Monday, January 20, 2025

Phi-3 Small Language Model (SLM) in a PHP app with Ollama and LLPhant framework

Overview

In this tutorial, we will see how easy it is to use the Phi-3 small language model in a PHP application. The best part is that it is free and runs entirely on your local device. Ollama is used to serve the Phi-3 small language model and LLPhant is the PHP framework for communicating with the AI model. 

Prerequisites

To proceed, you will need the following:

What is small language model (SLM)?

A small language model (SLM) is a machine learning model typically based on a large language model (LLM) but of greatly reduced size. An SLM retains much of the functionality of the LLM from which it is built but with far less complexity and computing resource demand.

What is Ollama?

Ollama is an application you can download onto your computer or server to run open-source generative AI small-language-models (SLMs) such as Meta's Llama 3 and Microsoft's Phi-3. You can see the many models available at https://www.ollama.com/library.

What is LLPhant

LLPhant is an open-source PHP Generative AI Framework at https://github.com/LLPhant/LLPhant

Getting Started

Download the Ollama installer from https://www.ollama.com/download.

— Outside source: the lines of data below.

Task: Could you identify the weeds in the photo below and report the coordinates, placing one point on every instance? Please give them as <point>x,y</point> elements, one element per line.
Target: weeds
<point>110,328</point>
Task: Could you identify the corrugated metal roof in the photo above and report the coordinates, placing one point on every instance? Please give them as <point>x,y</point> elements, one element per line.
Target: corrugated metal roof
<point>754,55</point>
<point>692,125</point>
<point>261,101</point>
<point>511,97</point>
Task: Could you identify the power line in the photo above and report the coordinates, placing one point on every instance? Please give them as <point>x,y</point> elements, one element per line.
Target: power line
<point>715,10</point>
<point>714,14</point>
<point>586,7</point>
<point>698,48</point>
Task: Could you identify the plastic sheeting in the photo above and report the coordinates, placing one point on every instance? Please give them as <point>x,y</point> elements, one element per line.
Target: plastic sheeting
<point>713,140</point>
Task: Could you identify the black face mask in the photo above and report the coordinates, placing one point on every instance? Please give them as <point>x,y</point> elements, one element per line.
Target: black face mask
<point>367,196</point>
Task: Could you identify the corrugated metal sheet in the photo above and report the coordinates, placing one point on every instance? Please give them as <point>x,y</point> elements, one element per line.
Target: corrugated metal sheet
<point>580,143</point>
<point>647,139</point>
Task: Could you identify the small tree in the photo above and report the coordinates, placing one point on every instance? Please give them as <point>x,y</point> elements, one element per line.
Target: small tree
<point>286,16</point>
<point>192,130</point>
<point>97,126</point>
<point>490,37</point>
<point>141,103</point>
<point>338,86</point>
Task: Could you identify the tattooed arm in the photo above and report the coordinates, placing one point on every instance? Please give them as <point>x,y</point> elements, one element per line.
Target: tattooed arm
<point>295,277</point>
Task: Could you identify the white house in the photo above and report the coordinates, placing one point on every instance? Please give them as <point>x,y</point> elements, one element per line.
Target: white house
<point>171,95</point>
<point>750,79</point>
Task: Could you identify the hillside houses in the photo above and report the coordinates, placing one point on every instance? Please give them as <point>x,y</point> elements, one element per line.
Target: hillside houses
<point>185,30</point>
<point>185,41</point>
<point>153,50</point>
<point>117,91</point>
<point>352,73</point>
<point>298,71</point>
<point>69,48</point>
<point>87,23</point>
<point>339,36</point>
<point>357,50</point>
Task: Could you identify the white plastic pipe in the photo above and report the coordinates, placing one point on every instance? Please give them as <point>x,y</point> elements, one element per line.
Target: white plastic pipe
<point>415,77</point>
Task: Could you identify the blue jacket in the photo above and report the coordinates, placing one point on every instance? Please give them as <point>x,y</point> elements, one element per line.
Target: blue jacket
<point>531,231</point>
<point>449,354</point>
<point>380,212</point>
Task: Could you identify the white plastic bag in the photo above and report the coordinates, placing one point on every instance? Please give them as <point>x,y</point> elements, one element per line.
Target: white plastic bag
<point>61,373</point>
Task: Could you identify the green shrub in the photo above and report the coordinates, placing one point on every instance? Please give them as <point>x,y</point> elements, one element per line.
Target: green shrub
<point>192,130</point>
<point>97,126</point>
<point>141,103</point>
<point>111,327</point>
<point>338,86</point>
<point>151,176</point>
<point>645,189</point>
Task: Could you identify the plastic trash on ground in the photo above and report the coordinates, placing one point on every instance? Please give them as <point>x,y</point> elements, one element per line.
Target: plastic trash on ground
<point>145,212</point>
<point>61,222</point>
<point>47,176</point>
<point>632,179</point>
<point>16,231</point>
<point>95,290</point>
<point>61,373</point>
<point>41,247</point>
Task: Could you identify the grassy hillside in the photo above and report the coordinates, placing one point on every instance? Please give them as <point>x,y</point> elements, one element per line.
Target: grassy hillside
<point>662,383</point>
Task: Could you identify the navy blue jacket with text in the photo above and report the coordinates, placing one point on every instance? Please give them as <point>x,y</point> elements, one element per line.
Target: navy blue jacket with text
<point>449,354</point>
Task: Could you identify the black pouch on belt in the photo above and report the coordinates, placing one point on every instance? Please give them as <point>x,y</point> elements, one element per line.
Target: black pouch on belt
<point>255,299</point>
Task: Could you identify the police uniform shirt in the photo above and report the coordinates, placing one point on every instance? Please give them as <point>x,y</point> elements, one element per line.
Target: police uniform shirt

Once you have installed Ollama, run these commands from a terminal window:

ollama pull phi3:latest
ollama list
ollama show phi3:latest

In a suitable working directory, create a folder named PhpAI with the following terminal window command:

mkdir PhpAI

Change into the newly created folder with:

cd PhpAI

Using Composer, install the theodo-group/llphant package by running this command:

composer require theodo-group/llphant

Let's get coding

Create a file named index.php with the following content:

<?php

require_once 'vendor/autoload.php';

use LLPhant\OllamaConfig;
use LLPhant\Chat\OllamaChat;  
 
$config = new OllamaConfig();
$config->model = 'phi3'; 
 
$chat = new OllamaChat($config); 
 
$chat->setSystemMessage('You are a helpful assistant who knows about world geography.'); 
 
$response = $chat->generateText('what is the capital of france?');  
 
echo $response;
?>

Running the app

To run the app, start the PHP web server to listen on port number 8888 with the following command in the PhpAI folder.

php -S localhost:8888

You can view the output by pointing your browser to the following URL:

http://localhost:8888/

This is what I experienced:

Conclusion

We can package our applications with a local SLM. This makes our applications cheaper, faster, connection-free, and self-contained.